March 19, 2014 | by Nicole White
Cancers thrive and spread in part because of their ability to create fortresses around themselves that ward off the body’s natural immune defenses, a so-called immunosuppressive microenvironment.
Although a healthy body’s defenses against cancer and infection are driven by T cells that recognize and destroy foreign intruders, the environment created by cancer tumors often prevents this system from working. A new City of Hope study may ultimately provide a way to overcome this challenge to T cells.
City of Hope scientists had long established that the protein STAT3 regulates a large array of genes in tumor cells, including those related to immunosuppression. Their new study, published this month in the journal Cell Reports, sheds light on how STAT3 interacts with another key protein, known as S1PR1, to regulate T cells that suppress the immune system. Those T cells are known as regulatory T cells, or Tregs.
“This has many therapeutic implications,” said Saul Priceman, Ph.D., an assistant research professor at City of Hope and the study’s first author. “This could be helpful across the board for solid cancers in combination with other immunotherapies. In most solid cancers, these proteins are blocking the immune system from killing the tumor. Our new findings suggest that by selectively targeting S1PR1, we can put the brakes on T cells that prevent the immune system from effectively attacking the tumor.”

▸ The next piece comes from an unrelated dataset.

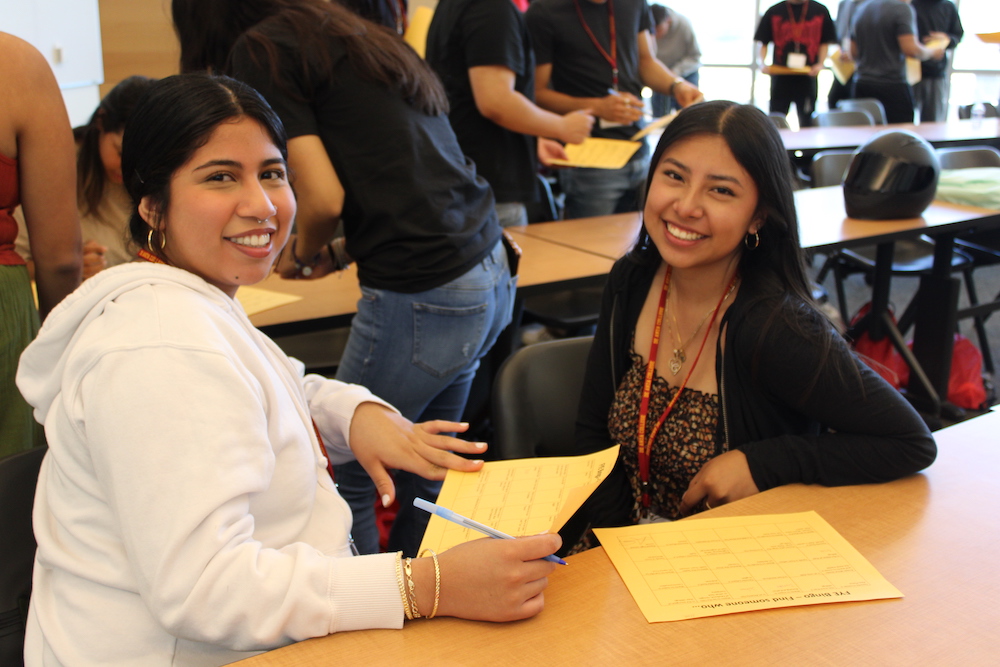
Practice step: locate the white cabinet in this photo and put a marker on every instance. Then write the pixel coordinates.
(68, 34)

Efforts to target STAT3 with medications have been unsuccessful because the protein lacks the enzymatic activity that would allow drugs to bind to it. In healthy people, the STAT3 protein is activated to fight infections or inflammation. One of the first normal actions of the protein is to touch off a gene that will eventually shut the protein down once it’s done its job. But in cancer cells, that “shut-off” mechanism is not induced. The activated protein propagates, and becomes a useful tool for the cancer to block the body’s immune system and promote cancer progression.

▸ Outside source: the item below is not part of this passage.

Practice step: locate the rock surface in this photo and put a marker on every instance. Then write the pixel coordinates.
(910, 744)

City of Hope scientists identified S1PR1 as a crucial molecule that activates STAT3 and promotes the accumulation of T cells that suppress the immune system, effectively protecting the tumors from the body’s natural defenses. By targeting S1PR1 or STAT3 , either using drugs or genetic models, Priceman and his colleagues were able to block these T cells and inhibit tumor growth.
Another study in the group’s arsenal, which it plans to soon publish, describes a novel therapeutic platform that selectively targets these immunosuppressive or defective T cells, including Tregs, leading to a shut down of STAT3 activity. The combined findings of these studies will eventually lead to more powerful therapies to combat evasion of anti-tumor immunity.